The US Supreme Court dealt a major blow to LGBTQ+ rights by ruling that a Colorado wedding website designer can refuse to create work for members of the community if it conflicts with religious beliefs.
The decision was reached by a six to three vote of the conservative supermajority and opens the door for businesses to refuse service to LGBTQ+ people based on their sexuality.
The dissent from the three liberal justices, which was written by Sonia Sotomayor and joined by Elena Kagan and Ketanji Brown Jackson, described the ruling as a “licence to discriminate” that is “profoundly wrong”.
“Today is a sad day in American constitutional law and in the lives of LGBT people,” Sotomayor wrote, adding that it could “mark gays and lesbians for second-class status” in society.
“In this way, the decision itself inflicts a kind of stigmatic harm…The opinion of the court is, quite literally, a notice that reads: ‘Some services may be denied to same-sex couples’,” she continued.
The majority opinion, which was written by Donald Trump nominee Neil Gorsuch, said that the First Amendment prohibited Colorado from “forcing a website designer to create expressive designs speaking messages with which the designer disagrees”.
Lorie Smith, the owner of website design company 303 Creative, brought the case forward and argued that her websites should be classed as art and as such protected by her right to free speech.
Colorado said this was in violation of the state’s Anti-Discrimination Act, which forbids businesses from refusing services to customers based on their sexual orientation, race, or disability.

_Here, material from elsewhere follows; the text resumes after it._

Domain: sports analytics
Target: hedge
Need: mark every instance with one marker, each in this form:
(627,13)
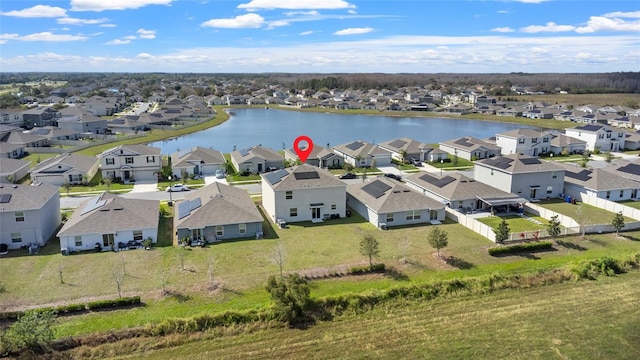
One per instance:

The case has been deemed unique as the ruling was based entirely on a hypothetical scenario about Smith not wishing to serve a gay man named Stewart, who wanted help designing invites, place name cards and various other things for his wedding to a man named Mike.
A report recently published by The New Republic, however, claimed that Sewart did not send this inquiry and is actually married to a woman.
President Joe Biden is “deeply concerned” by the ruling
Shortly after the ruling, President Joe Biden issued a statement which stated that he is “deeply concerned” about the ramifications the ruling could have.
“In America, no person should face discrimination simply because of who they are or who they love,” he said.
“The Supreme Court’s disappointing decision in 303 Creative LLC v Elenis undermines that basic truth, and painfully it comes during Pride month when millions of Americans across the country join together to celebrate the contributions, resilience, and strength of the LGBTQI+ community.
“While the court’s decision only addresses expressive original designs, I’m deeply concerned that the decision could invite more discrimination against LGBTQI+ Americans.
“More broadly, today’s decision weakens long-standing laws that protect all Americans against discrimination in public accommodations – including people of colour, people with disabilities, people of faith, and women.”
Biden also promised that his government “will also work with states across the country to fight back against attempts to roll back civil rights protections that could follow this ruling.”